{ dildo-architecture }

 

The notion of prosthesis is crucial for developping an understanding of the role of architecture as a multiplier of (gendered) ideology. As Paul B. Preciado argues, hegemonic masculinity is prosthetic: it is a symbolic yet material, and ideologized add-on, a dildo, operating on a multiscalar yet monolingual language that only speaks ‘to reproduce itself’ from body to territory. ‘The dildo-building as structure is the only model upon which the development of the erect urban skeleton has been developed’, he argues. Indeed, he signals ‘dildoarchitecture’ as foundational practice of patriarchal societies:

“The city has a man’s body. In the city, buildings are also masculine bodies, dildo-structures reclaiming the power of the phallus in specific enclaves. The dildo-building is the empirical reinscription of phallic trascendental power in social urban space. Whether it is an industry, a home, or a ministry, every building is a sacrament of the heterosexual institution of the reproduction of love-power”.

The prosthetic logic of architectures of power and its relationship to the body politic of hegemonic masculinity is intensified to the extreme in Spatrisano’s building.

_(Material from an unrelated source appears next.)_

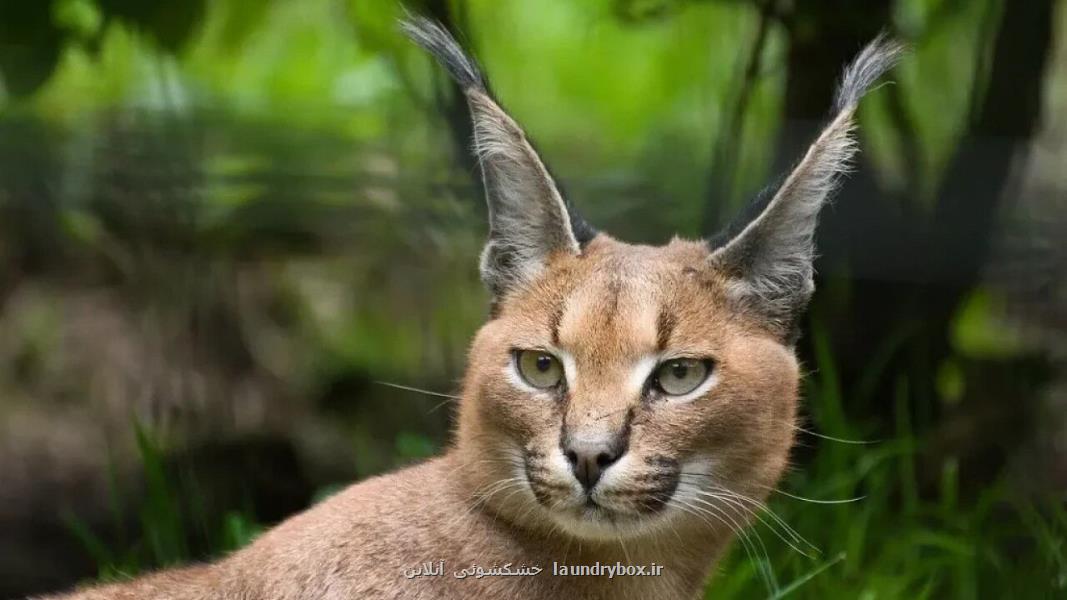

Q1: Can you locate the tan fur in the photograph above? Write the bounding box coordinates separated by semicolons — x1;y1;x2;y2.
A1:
45;235;798;600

The building operates in the manner of a giant dildo in public space, much in the spirit graphically embodied in contemporary buildings like London’s 30 St Mary Axe, commonly known as ‘The Gherkin’ or Barcelona’s Torre Glòries: they all produce an urban, prosthetic masculinity, a social apparatus reassuring and re-establishing the material exploitation of one sex over the other in such a way that the sheer genitality and nature of this imagery is completely naturalised and thus, paradoxically invisible.